With the local fans long gone and security guards rattling through the French version of "are you right there now folks, please?" Harrington led the Irish Olympic staff, the media and the hundreds of Irish fans who weren't going before she was, through a moving rendition of Grace.

'Grace’ is a beautiful ballad by the Dubliners, the song of a sombre farewell between Grace Gifford and Joseph Plunkett who were married in the chapel at Kilmainham Gaol just hours before he was executed by a firing squad in 1916.

Harrington led us through a far more joyous goodbye in Paris but one no less deserving of commemoration in song, as she bowed out of amateur boxing at the absolute pinnacle of the sport.

She did leave the door just cracked open on the chance of a return, saying after the medal ceremony that she’s "98% sure she will retire" but regardless of when she goes, Harrington will leave an unmatched legacy.

Double Olympic champion.

No other Irish boxer has done what she’s done. No other Irish woman has done what she’s done. In beating China's Wenlu Yang to defend her Olympic lightweight title, Harrington has chiselled her name into the history books.

It’s been a long journey. Harrington’s road to Olympic glory started while she was still a child.

Corinthians boxing club coach Joey O’Brien tells of an "eight or nine-year knocking on my door and hounding me, and I mean ‘hounding’ me, to get her into the boxing club and let her train."

Boxing clubs were very much the preserve of men and boys back then and Harrington had to wait until she was 15 until she wore down the Corinthians coaches with her persistence.
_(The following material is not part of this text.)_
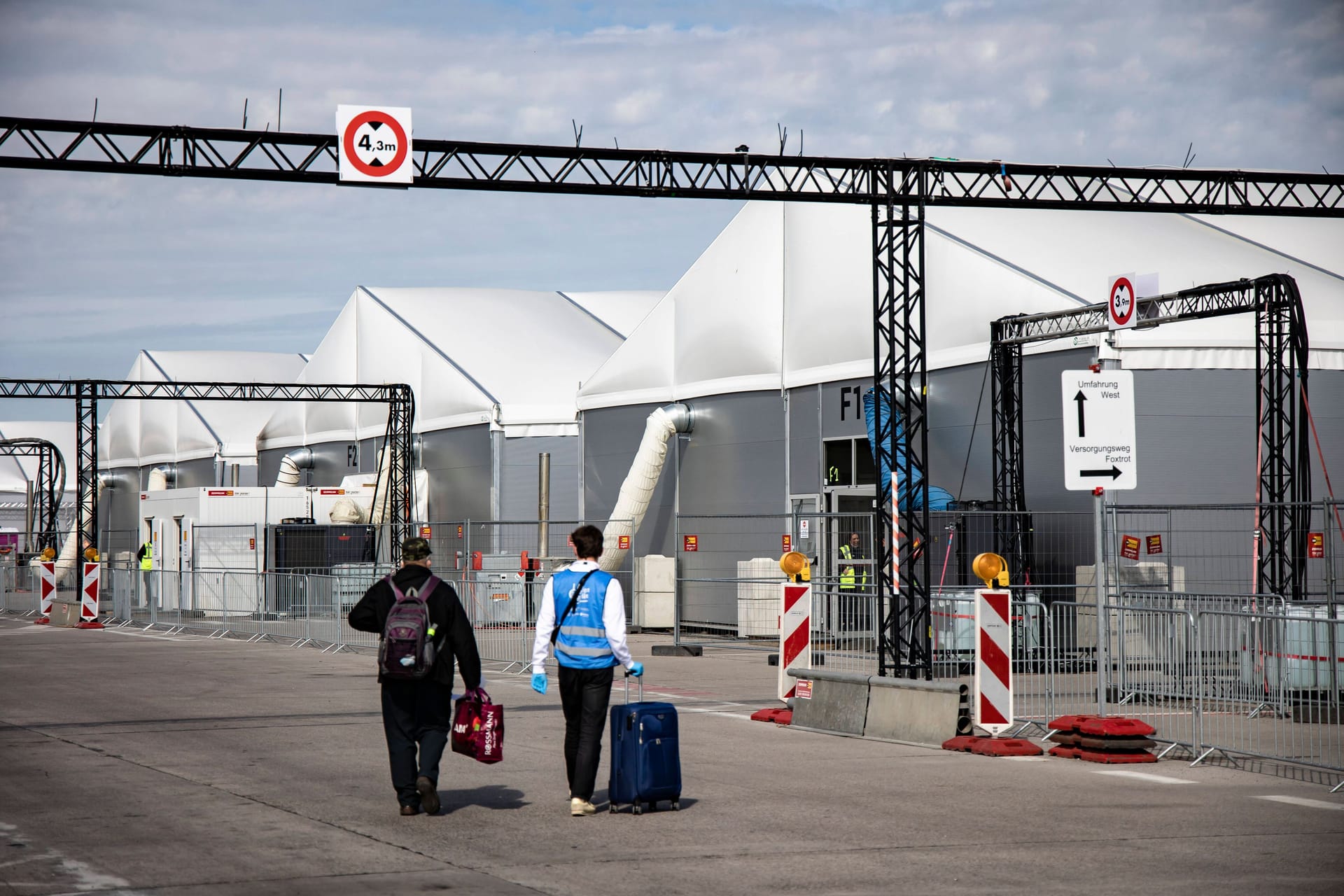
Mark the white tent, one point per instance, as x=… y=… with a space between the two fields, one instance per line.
x=144 y=433
x=507 y=358
x=784 y=295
Once in, however, she never looked back.

Harrington’s first official fight came two years later and early in her career she was already facing the world’s best. Her third ever fight and first defeat came against Natasha Jonas, who now holds the WBC and WBO light-middleweight titles.

Kellie Harrington, left, and Katie Taylor in 2016

Multiple Irish titles followed as Harrington made her mark on the domestic scene and while she was doing so Katie Taylor was blazing a trail for women’s boxing, one that both helped and hindered Harrington.

As Harrington was lacing up the gloves for her first early amateur bouts, Taylor was winning European and World gold medals and became one of the main driving forces to bring women’s boxing to the Olympic games.

Harrington has made no secret of her admiration for Taylor, insisting that she was a role model and inspiration for her and the Bray fighter helped to open up many of the doors that Harrington would charge through years later.

However, Taylor carried so much weight within Irish boxing circles that it was difficult for other female boxers to come out of her shadow. Doubly so for Harrington whose natural weight division and the one she later excelled in, was the same as Taylor’s – lightweight.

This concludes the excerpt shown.